Currently, insulin resistance is commonly measured by the euglycemic clamp method, which returns glucose levels to the initial levels prior to insulin infusion by measuring the Glucose Infusion Rate (GIR) after insulin infusion, which is a measure of systemic insulin resistance.
However, this method of using the euglycemic forceps is expensive, complicated, and invasive and thus not suitable for any routine activities, and is only suitable for scientific research work, and thus there is a need for an easy, low-cost method and apparatus for determining insulin resistance.
Disclosure of Invention
The present invention is directed to a method, an application and a device for determining a blood lipid profile associated with insulin resistance, which overcome the above-mentioned drawbacks of the prior art.
The technical scheme adopted by the invention for solving the technical problems is as follows:
a method of constructing a blood lipid profile associated with insulin resistance, wherein the method comprises the steps of:
the first step is as follows: determining insulin resistance in a range of biological systems;
the second step is that: determining one or more blood lipid profiles of a series of biological system samples;
the third step: determining a correlation of insulin resistance to one or more blood lipid profiles using multivariate analysis;
the fourth step: the correlation between insulin resistance and one or more blood lipids is selected.
The method for determining the blood lipid profile related to insulin resistance is provided, wherein the sample is from a mammal.
The method for determining the blood lipid profile related to insulin resistance is provided, wherein the sample comprises tissues or body fluids.
The method for determining a blood lipid profile associated with insulin resistance according to the present invention, wherein in the first step, insulin resistance is determined using the glucose clamp.
The method for determining a blood lipid profile associated with insulin resistance according to the present invention, wherein in the second step the blood lipid profile is determined using at least one spectroscopic technique, at least one electromigration-based technique or at least one chromatographic technique.
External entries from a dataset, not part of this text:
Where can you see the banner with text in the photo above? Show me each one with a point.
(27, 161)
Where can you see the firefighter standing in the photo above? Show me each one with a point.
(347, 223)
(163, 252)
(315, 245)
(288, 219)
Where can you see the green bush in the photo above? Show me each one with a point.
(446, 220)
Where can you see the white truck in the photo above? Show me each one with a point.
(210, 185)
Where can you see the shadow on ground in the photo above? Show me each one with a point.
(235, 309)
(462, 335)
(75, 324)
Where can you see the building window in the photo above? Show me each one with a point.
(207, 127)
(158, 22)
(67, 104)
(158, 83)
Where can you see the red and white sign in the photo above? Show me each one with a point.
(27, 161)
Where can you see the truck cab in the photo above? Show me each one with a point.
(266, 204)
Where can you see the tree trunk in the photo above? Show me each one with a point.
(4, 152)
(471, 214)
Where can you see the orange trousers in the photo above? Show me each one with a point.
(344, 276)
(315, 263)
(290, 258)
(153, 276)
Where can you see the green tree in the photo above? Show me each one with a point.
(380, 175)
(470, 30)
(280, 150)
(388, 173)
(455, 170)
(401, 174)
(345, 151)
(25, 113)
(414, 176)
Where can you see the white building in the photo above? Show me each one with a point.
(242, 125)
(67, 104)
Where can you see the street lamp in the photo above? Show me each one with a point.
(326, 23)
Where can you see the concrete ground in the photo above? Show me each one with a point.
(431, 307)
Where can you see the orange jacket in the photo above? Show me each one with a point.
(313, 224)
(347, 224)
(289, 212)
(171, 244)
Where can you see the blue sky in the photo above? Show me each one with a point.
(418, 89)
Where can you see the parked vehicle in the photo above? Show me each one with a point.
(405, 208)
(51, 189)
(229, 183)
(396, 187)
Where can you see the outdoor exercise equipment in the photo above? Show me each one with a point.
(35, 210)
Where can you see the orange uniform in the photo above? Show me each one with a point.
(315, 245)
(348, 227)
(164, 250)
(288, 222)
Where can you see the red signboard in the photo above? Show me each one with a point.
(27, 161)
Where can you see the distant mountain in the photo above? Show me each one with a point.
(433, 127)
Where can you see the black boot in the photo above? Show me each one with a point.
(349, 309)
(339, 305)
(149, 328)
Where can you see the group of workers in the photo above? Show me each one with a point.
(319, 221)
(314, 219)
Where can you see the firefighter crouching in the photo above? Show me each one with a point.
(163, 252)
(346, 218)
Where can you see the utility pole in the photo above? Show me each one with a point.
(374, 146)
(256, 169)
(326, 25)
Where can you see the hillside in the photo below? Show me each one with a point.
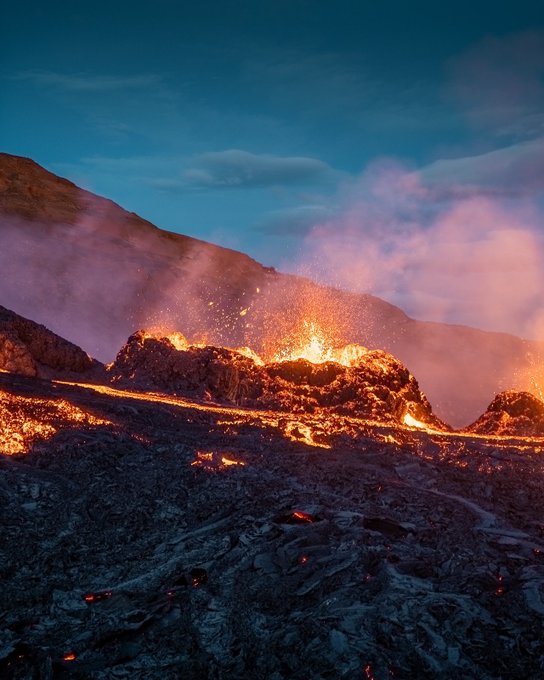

Use of a method for determining a blood lipid profile associated with insulin resistance according to the above method for determining a blood lipid profile associated with insulin resistance, characterized in that the method of use comprises the steps of:
the first step is as follows: determining one or more blood lipid profiles in a sample of the biological system;
the second step is that: determining insulin resistance of the biological system from the correlation based on the determined one or more blood lipid profiles.
The invention relates to application of a method for determining a blood lipid profile related to insulin resistance, which further comprises the following steps: adding information of biomolecules to one or more of the blood lipid profiles.
Use of a method for determining a blood lipid profile associated with insulin resistance according to the above method for determining a blood lipid profile associated with insulin resistance, wherein the use comprises: one or more characteristics of blood lipids are used to determine the level of insulin resistance in a biological system.
Use of a method for determining a blood lipid profile associated with insulin resistance according to the above method for determining a blood lipid profile associated with insulin resistance, wherein the use comprises: one or more blood lipid profiles are used to design intervention strategies in pharmaceutical, nutraceutical, functional food, herbal or nutritional applications.
A device for determining a blood lipid profile associated with insulin resistance, according to the method for determining a blood lipid profile associated with insulin resistance as described above, wherein the device comprises a first detection means, a second detection means and an analysis means;
the first detection mechanism is used for measuring insulin resistance of a series of biological systems;
the second detection mechanism is used for measuring one or more blood lipid spectrums of a series of biological system samples;
the analysis mechanism is configured to determine a correlation of insulin resistance to one or more blood lipid profiles using multivariate analysis.
The invention has the beneficial effects that: the invention provides a method for determining the correlation between one or more blood lipid spectrums of a biological system and the insulin resistance of the biological system by a multivariate analysis method, and the insulin resistance of the biological system can be measured according to the detection condition of blood lipid in practical application according to the correlation, so that the method is not only simple, but also low in cost.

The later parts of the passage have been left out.